Modern Macedonian is a curious little language: it is a literary standard created in the 20th century for a group of South Slavic dialects spoken by people whom Bulgarian officials call "Macedonian Bulgarians", and Serb politician used to call "Southern Serbs". The actual language is a lot like Bulgarian, but there are a lot of differences in spelling between the standard written forms of the two languages (e.g., Macedonian often has a v or an f, or nothing at all where Bulgarian has an h), as well as some specifically Macedonian words, so that trying to look up Macedonian words in a Bulgarian dictionary would not be practical for most people. It is also nice to have a concise "cheat sheet" for Macedonian grammar, explaining the conjugation of verbs, the forms of pronouns (which, too, are often different from Bulgarian), etc.
There are good Macedonian dictionaries on the market, such as the weighty English-Macedonian, Macedonian-English Standard Dictionary (ISBN 9989809356), which is more complete than Usikova's volume, but also is a lot heavier; there is also a very good online dictionary. There are textbooks and grammars targeted to the English-speaking readers as well, such as a good academic grammar by Olga Mišeska Tomić (ISBN 089357385X). The fact is though, if you already grasp Russian grammar and have a good Russian vocabulary, you don't need to read the 500 pages of Tomić (or a similarly sized book on Macedonian grammar, in Russian, authored by Usikova herself). The 40-page grammar reference in the back of Usikova's dictionary, with handy conjugation tables etc, together with the dictionary itself, would let you read pretty much anything published in the Republic of Macedonia fairly easily. In my experience using this dictionary with a couple of Macedonian books or articles, I'd run into a stumbling block maybe once in 5-10 pages, and then a reference to a bigger (online) dictionary (if I can't guess the meaning of a word) or to Tomić book (if the grammar is particularly tricky) would often be helpful. And a major advantage of Usikova's book is that, while certainly not pocket-sized, it is still small enough to be fairly convenient for travel use.
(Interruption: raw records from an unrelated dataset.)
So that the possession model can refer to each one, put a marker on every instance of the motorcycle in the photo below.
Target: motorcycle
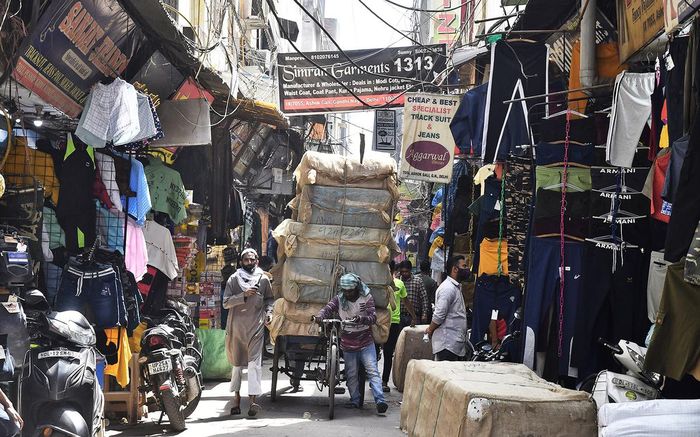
(484, 350)
(59, 394)
(170, 359)
(635, 385)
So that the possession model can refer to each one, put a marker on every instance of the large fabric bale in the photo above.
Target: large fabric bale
(490, 399)
(311, 280)
(345, 206)
(289, 318)
(377, 171)
(409, 346)
(328, 242)
(215, 364)
(671, 417)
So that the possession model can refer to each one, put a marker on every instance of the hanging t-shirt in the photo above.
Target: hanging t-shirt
(166, 190)
(161, 250)
(139, 205)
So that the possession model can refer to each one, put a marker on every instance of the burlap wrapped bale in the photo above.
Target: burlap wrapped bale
(310, 280)
(490, 399)
(377, 171)
(345, 206)
(409, 346)
(289, 318)
(329, 242)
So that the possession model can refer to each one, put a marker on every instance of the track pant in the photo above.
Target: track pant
(543, 295)
(254, 377)
(389, 348)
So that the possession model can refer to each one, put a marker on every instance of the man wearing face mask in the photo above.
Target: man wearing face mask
(354, 303)
(248, 296)
(448, 329)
Obviously, the book is written primarily for native Russian speakers, but anyone who's achieved a decent reading proficiency in Russian and now wants to "diversify" to another Slavic language can make a good use of it as well.
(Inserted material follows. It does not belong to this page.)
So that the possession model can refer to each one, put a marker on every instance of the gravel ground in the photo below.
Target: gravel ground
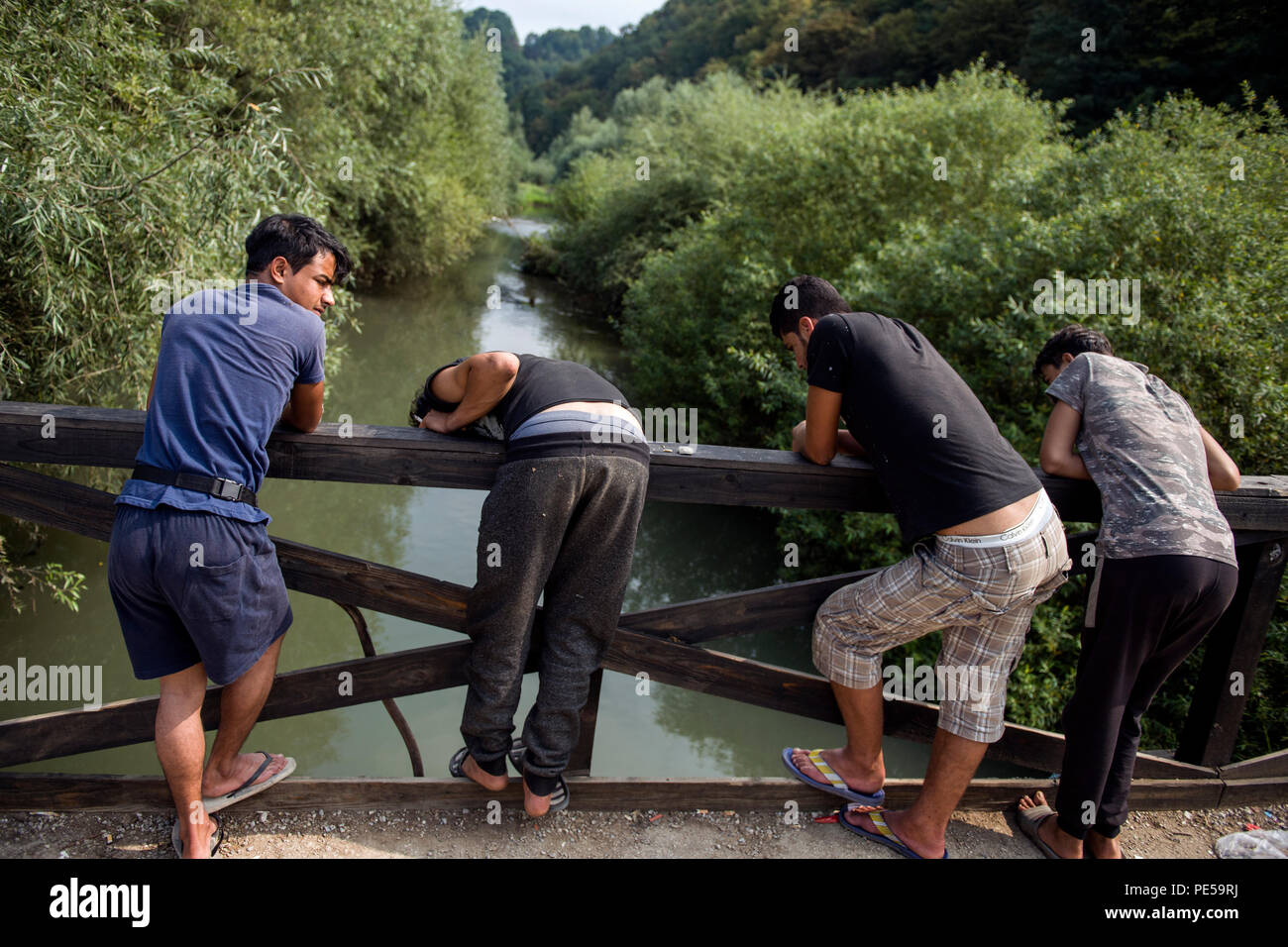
(467, 834)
From a user's point of view, one certainly can slightly expand the vocabulary contained in this dictionary. Among possible candidates for additions I can list, for example, some words frequently used by Krste Misirkov in his famous "Za Makedonskite Raboti" (pretty much the first book ever written in modern Macedonian), such as arno ('good'), as well as some recent Serbian loanwords (?), such as točak (originally 'wheel', but seems to usually mean 'bicycle' in Macedonian). But, overall, the dictionary is quite adequate.